ABSTRACT

In the two decades since the first AIDS case was confirmed in China (1985), public perception of the disease has undergone a sea-change. In 1985, the disease was viewed as a foreign disease associated with illicit behavior, to be controlled by testing all foreigners who entered the country. In 2008, China has an internationally lauded AIDS prevention and treatment policy that endorses many best practices and is promoted by the senior leadership. The changing attitude towards AIDS parallels shifts in Chinese society and politics in the three decades since the end of China’s decade-long Great Proletarian Cultural Revolution in 1976. At the end of the Cultural Revolution, the Chinese were a traumatized, suspicious, fearful, and inward-looking society, short on humanism after years of de-sensitization to brutality.
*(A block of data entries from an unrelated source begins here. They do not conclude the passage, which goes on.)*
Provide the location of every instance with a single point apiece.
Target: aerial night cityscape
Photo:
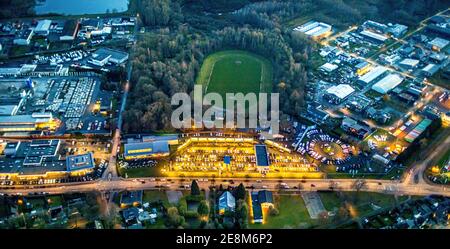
(235, 115)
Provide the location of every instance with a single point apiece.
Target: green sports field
(235, 71)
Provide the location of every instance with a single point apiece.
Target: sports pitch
(235, 71)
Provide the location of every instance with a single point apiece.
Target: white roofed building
(43, 27)
(409, 63)
(328, 67)
(336, 94)
(387, 83)
(372, 75)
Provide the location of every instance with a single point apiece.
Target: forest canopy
(182, 33)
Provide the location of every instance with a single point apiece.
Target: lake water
(80, 7)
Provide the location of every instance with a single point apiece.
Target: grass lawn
(235, 71)
(359, 202)
(293, 214)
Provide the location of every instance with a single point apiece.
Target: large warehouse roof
(373, 35)
(341, 91)
(387, 83)
(314, 28)
(373, 74)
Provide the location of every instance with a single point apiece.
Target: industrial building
(146, 150)
(379, 27)
(33, 122)
(430, 69)
(226, 203)
(23, 38)
(387, 83)
(40, 159)
(373, 37)
(437, 44)
(336, 94)
(328, 67)
(418, 130)
(409, 63)
(43, 27)
(80, 164)
(372, 75)
(315, 29)
(352, 126)
(261, 200)
(105, 55)
(362, 68)
(70, 30)
(262, 158)
(398, 30)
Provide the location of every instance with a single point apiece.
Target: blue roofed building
(80, 164)
(261, 202)
(227, 202)
(146, 150)
(262, 158)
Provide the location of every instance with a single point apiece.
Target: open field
(293, 214)
(235, 71)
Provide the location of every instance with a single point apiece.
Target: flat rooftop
(262, 158)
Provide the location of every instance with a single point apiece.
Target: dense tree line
(168, 59)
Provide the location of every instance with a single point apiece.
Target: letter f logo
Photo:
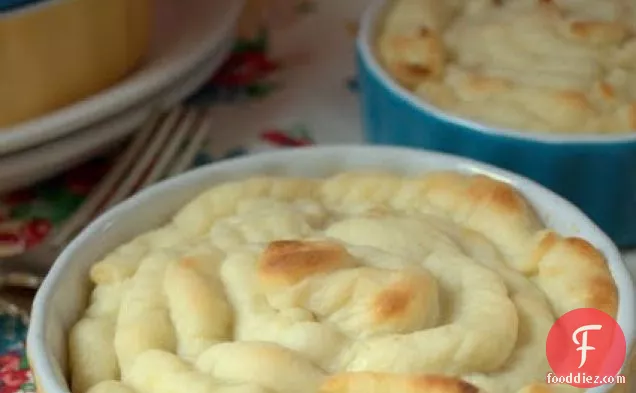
(583, 343)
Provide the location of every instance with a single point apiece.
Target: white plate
(187, 31)
(24, 168)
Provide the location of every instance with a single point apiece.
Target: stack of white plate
(192, 39)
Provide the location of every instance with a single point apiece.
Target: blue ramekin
(7, 5)
(595, 172)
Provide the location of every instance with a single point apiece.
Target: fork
(165, 146)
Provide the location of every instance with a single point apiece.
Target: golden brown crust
(380, 278)
(468, 58)
(574, 274)
(286, 262)
(389, 383)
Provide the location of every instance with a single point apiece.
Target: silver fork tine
(199, 138)
(185, 128)
(137, 161)
(143, 164)
(99, 194)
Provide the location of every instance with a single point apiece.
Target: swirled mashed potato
(359, 283)
(541, 65)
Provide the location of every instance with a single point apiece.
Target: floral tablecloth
(290, 83)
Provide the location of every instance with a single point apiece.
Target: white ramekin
(62, 297)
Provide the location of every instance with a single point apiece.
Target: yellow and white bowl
(56, 52)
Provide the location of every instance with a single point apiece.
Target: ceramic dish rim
(236, 167)
(364, 43)
(83, 113)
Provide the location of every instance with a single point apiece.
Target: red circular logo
(585, 348)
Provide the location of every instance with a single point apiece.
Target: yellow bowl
(57, 52)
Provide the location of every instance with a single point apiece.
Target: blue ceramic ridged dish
(595, 172)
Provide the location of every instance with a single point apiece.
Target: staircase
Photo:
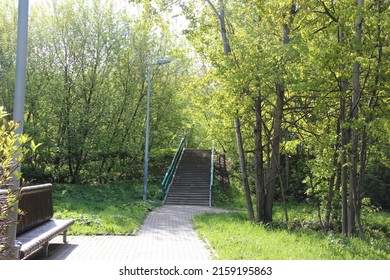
(191, 185)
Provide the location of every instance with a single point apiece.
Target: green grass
(233, 237)
(104, 209)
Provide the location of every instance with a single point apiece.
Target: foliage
(112, 209)
(86, 87)
(14, 148)
(233, 237)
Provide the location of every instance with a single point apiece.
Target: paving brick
(167, 234)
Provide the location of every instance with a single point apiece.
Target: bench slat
(41, 235)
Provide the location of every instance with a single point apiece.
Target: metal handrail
(211, 175)
(168, 178)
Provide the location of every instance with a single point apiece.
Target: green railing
(167, 181)
(211, 175)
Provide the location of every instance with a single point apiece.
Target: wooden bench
(36, 225)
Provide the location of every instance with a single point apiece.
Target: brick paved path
(167, 234)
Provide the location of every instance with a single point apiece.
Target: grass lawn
(115, 208)
(233, 237)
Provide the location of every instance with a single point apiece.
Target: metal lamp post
(146, 160)
(18, 114)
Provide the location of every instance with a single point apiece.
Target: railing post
(166, 182)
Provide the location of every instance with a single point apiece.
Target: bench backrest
(36, 202)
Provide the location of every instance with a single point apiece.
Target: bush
(11, 156)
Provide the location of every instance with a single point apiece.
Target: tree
(11, 155)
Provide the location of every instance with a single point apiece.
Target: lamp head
(163, 61)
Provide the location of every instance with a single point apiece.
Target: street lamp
(160, 61)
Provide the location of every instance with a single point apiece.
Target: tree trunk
(244, 174)
(275, 154)
(259, 166)
(354, 215)
(343, 85)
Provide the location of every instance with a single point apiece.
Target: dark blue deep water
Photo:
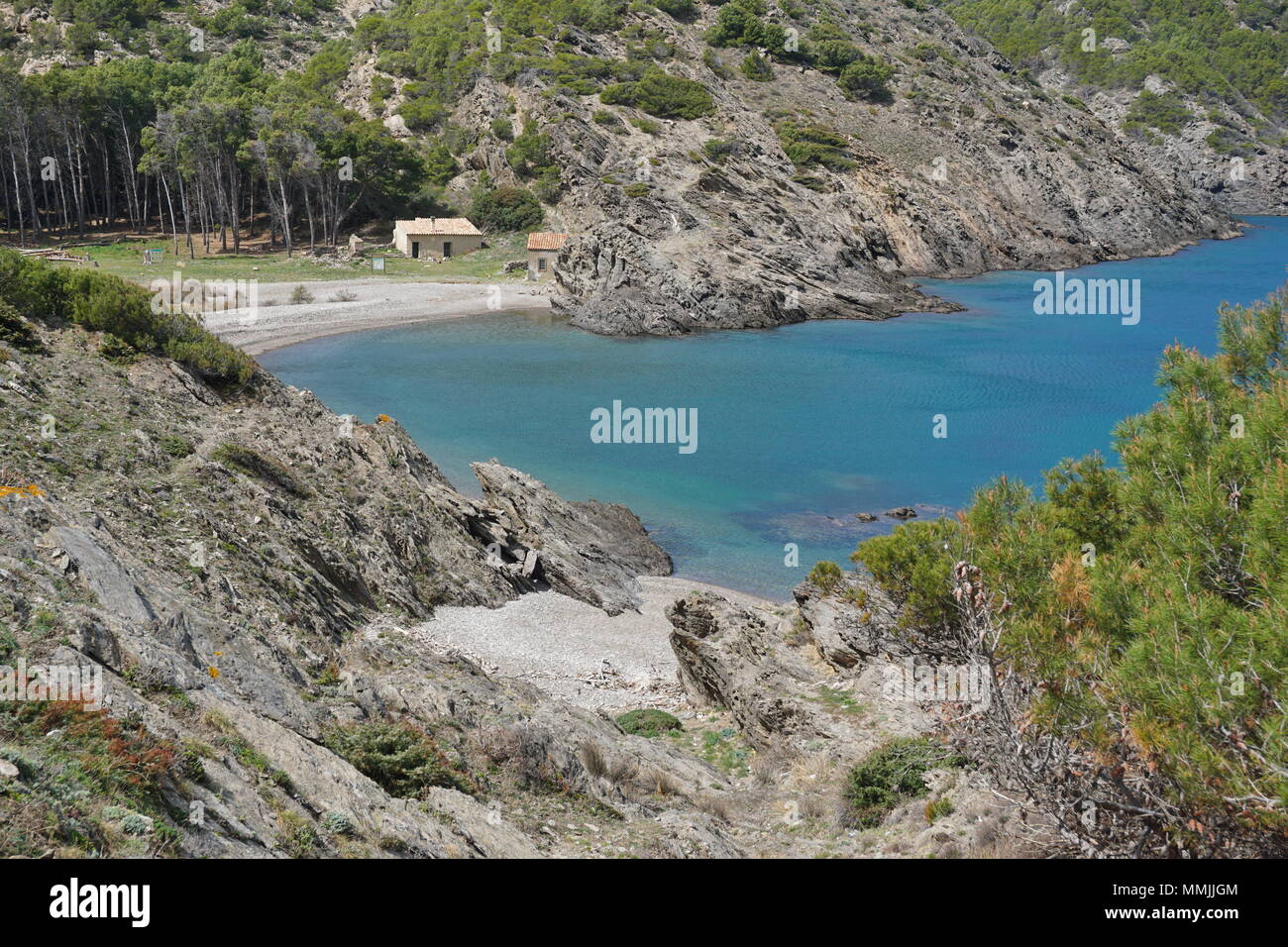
(799, 428)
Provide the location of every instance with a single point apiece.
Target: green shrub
(403, 759)
(811, 144)
(507, 209)
(756, 67)
(117, 350)
(662, 95)
(681, 9)
(648, 722)
(175, 446)
(103, 303)
(1145, 604)
(17, 331)
(256, 464)
(890, 775)
(867, 78)
(825, 575)
(717, 150)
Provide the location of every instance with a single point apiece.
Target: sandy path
(377, 303)
(562, 644)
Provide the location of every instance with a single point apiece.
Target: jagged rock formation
(241, 571)
(969, 169)
(588, 551)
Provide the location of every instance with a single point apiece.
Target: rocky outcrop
(967, 167)
(745, 660)
(233, 570)
(590, 551)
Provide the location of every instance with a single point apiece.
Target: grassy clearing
(125, 261)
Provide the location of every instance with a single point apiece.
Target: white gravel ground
(575, 651)
(378, 303)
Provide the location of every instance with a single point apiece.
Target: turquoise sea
(799, 428)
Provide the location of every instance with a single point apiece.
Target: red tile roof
(439, 227)
(546, 241)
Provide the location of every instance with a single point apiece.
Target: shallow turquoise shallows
(799, 428)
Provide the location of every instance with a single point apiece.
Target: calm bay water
(799, 428)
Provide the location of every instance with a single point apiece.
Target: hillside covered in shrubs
(1133, 616)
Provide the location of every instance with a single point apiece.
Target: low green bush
(648, 722)
(403, 759)
(261, 467)
(662, 95)
(890, 775)
(104, 303)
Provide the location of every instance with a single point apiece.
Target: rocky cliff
(708, 223)
(244, 573)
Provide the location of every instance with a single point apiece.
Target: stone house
(439, 237)
(542, 252)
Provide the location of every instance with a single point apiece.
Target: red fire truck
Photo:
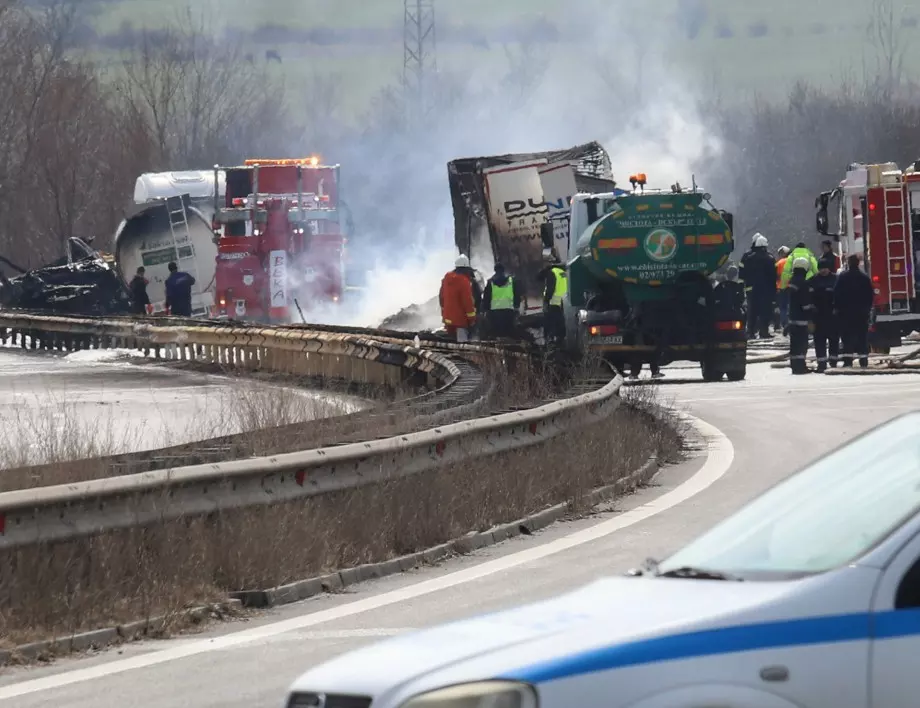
(280, 242)
(878, 214)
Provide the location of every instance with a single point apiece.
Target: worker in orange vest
(458, 306)
(781, 322)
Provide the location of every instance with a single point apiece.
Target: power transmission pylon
(420, 61)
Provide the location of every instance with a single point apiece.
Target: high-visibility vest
(562, 287)
(503, 296)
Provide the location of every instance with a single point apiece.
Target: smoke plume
(607, 79)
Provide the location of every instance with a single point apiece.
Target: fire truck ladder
(896, 241)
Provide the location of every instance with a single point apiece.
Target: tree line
(74, 135)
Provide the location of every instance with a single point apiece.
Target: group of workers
(466, 307)
(811, 297)
(178, 292)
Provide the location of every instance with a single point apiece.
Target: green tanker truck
(639, 286)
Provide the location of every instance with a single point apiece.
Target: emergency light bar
(292, 198)
(305, 161)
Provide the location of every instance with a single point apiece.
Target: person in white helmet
(758, 270)
(458, 306)
(801, 313)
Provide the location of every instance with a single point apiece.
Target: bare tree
(32, 55)
(887, 37)
(72, 157)
(201, 99)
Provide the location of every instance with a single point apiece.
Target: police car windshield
(830, 514)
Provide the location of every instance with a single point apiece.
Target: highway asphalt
(758, 431)
(124, 406)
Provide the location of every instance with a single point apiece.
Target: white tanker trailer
(156, 232)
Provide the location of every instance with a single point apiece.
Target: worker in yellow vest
(501, 302)
(555, 288)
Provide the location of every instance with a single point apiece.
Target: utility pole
(420, 62)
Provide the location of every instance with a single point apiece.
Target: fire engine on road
(878, 213)
(280, 243)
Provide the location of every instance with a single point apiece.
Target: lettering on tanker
(655, 220)
(657, 271)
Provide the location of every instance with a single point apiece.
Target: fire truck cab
(878, 215)
(279, 240)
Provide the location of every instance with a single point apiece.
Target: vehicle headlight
(487, 694)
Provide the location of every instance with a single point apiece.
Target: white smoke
(614, 82)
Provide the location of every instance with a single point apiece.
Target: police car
(809, 596)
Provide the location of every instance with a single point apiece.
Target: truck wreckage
(85, 282)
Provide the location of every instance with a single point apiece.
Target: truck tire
(737, 374)
(710, 373)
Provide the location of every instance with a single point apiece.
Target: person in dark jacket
(853, 298)
(729, 296)
(758, 271)
(139, 297)
(827, 339)
(501, 302)
(179, 292)
(801, 311)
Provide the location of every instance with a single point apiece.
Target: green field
(772, 44)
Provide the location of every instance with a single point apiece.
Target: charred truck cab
(878, 218)
(639, 282)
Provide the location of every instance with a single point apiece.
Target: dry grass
(50, 438)
(58, 589)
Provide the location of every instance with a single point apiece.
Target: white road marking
(721, 453)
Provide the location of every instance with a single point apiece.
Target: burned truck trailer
(503, 204)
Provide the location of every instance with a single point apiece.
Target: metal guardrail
(70, 511)
(353, 357)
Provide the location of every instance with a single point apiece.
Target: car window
(825, 516)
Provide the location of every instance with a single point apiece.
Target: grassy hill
(740, 46)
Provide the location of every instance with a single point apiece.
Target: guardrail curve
(56, 513)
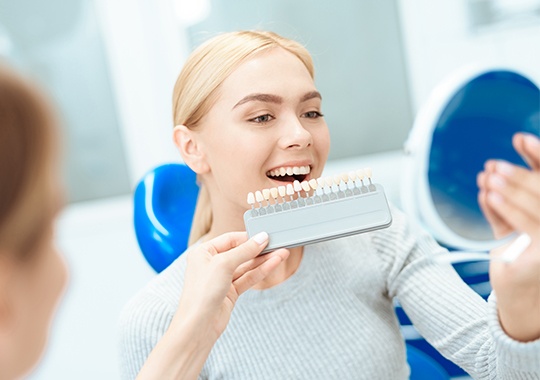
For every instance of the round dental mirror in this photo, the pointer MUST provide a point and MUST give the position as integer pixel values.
(470, 118)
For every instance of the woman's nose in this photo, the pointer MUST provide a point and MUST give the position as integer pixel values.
(295, 135)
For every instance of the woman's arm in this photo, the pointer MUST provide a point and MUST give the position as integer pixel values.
(510, 199)
(217, 273)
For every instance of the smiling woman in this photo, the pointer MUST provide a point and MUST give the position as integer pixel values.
(248, 116)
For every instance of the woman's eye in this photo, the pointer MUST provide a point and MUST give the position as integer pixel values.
(313, 114)
(262, 119)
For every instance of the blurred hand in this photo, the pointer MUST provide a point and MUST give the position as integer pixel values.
(510, 199)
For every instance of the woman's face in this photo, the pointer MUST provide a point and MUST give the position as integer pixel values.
(267, 120)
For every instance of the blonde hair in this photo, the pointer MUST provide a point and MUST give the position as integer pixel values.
(27, 144)
(197, 88)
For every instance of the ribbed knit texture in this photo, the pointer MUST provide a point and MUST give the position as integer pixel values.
(334, 318)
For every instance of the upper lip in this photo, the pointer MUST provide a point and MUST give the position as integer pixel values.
(292, 164)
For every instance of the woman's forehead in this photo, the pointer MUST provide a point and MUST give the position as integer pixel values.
(275, 74)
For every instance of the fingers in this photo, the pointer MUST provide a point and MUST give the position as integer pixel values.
(511, 195)
(253, 276)
(245, 251)
(528, 146)
(498, 225)
(224, 242)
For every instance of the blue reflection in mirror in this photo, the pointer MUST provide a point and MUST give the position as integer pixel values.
(476, 125)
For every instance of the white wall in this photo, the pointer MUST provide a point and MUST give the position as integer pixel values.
(146, 49)
(438, 39)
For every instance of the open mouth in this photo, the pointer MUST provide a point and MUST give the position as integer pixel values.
(289, 174)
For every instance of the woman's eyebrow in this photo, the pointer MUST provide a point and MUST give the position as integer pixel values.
(311, 95)
(267, 98)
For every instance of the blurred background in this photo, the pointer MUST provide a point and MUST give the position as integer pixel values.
(110, 67)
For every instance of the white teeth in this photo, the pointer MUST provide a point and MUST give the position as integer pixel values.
(258, 196)
(344, 183)
(290, 190)
(295, 170)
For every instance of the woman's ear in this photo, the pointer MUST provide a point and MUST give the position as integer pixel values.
(189, 146)
(6, 274)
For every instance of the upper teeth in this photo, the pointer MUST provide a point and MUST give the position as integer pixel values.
(289, 171)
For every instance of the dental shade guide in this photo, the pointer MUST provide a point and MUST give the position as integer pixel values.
(318, 210)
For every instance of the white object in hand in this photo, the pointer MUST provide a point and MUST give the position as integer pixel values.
(516, 248)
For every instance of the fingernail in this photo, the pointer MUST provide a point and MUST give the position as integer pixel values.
(497, 181)
(260, 238)
(504, 168)
(532, 142)
(495, 197)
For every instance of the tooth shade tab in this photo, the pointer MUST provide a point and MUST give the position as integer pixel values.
(258, 196)
(332, 188)
(290, 190)
(368, 172)
(251, 199)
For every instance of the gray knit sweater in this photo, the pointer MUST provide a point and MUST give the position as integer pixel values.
(334, 318)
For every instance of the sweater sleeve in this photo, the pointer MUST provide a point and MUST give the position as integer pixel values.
(446, 311)
(142, 324)
(147, 316)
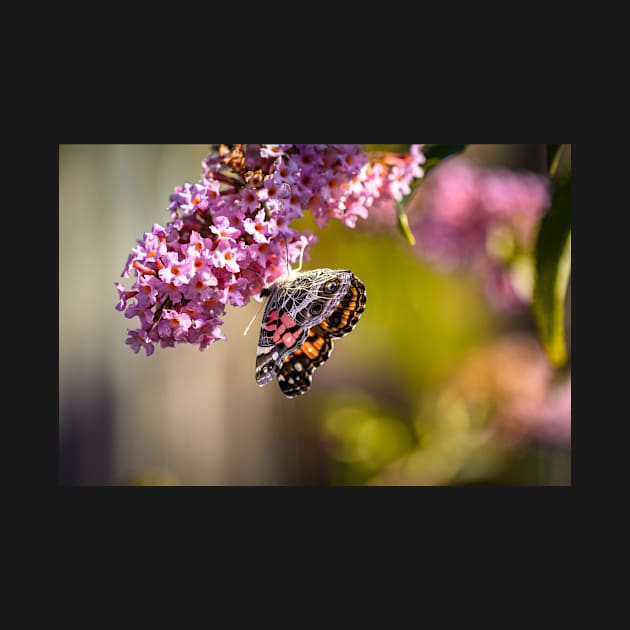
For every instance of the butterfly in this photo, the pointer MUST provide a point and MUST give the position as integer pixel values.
(303, 315)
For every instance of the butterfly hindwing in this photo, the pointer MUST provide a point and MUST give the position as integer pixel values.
(294, 377)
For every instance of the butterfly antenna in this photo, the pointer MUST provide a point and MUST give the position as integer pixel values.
(304, 244)
(286, 246)
(253, 318)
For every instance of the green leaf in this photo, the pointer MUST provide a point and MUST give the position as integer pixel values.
(403, 222)
(553, 268)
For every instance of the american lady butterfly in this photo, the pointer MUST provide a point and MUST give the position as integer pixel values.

By the beginning of the new millennium, China was an emerging global power, a country that is both partner and participant in globalization. A new and large generation of youths, coming of age in the 1980s and 1990s and largely spared the trauma of the previous generation, make up a newly emerging educated middle class increasingly exposed to new ideas and values from outside, connected by the Internet and global media, with greater respect for the value of life and tolerance for diversity. Because the highest risk groups for AIDS infection are often the most highly stigmatized groups in society, the acknowledgement and increasing acceptance of these groups and their behaviors has opened the door for a more sympathetic attitude towards HIV/AIDS and a coordinated public policy response based on best international practices. These changes have been brought about by a combination of events, both internal and external. Domestic events and resulting internal pressures on government to be accountable and to act have been the major impetus. Domestic advocacy from within government and from NGO activists and academic scholars (public intellectuals) have also spurred government action. But external pressure from the international community, including transnational civil society actors, has also been an important factor in pushing for greater attention to AIDS in China. As with many other issues, the international perception of denial, inaction, human rights abuses, and cover up have threatened China’s self-image and spurred internal debate and response, often positive. Combined with a realization that

economic growth and participation in the fruits of globalization depend on good global citizenship, these forces have propelled an uncustomary accountability on the AIDS issue. These internal and external forces have worked synergistically over two decades to build the current consensus for action, albeit belatedly. This chapter highlights key events in China’s AIDS epidemic and response that helped push public attitudes towards a more sympathetic, moral, and humanitarian stance towards victims of the epidemic.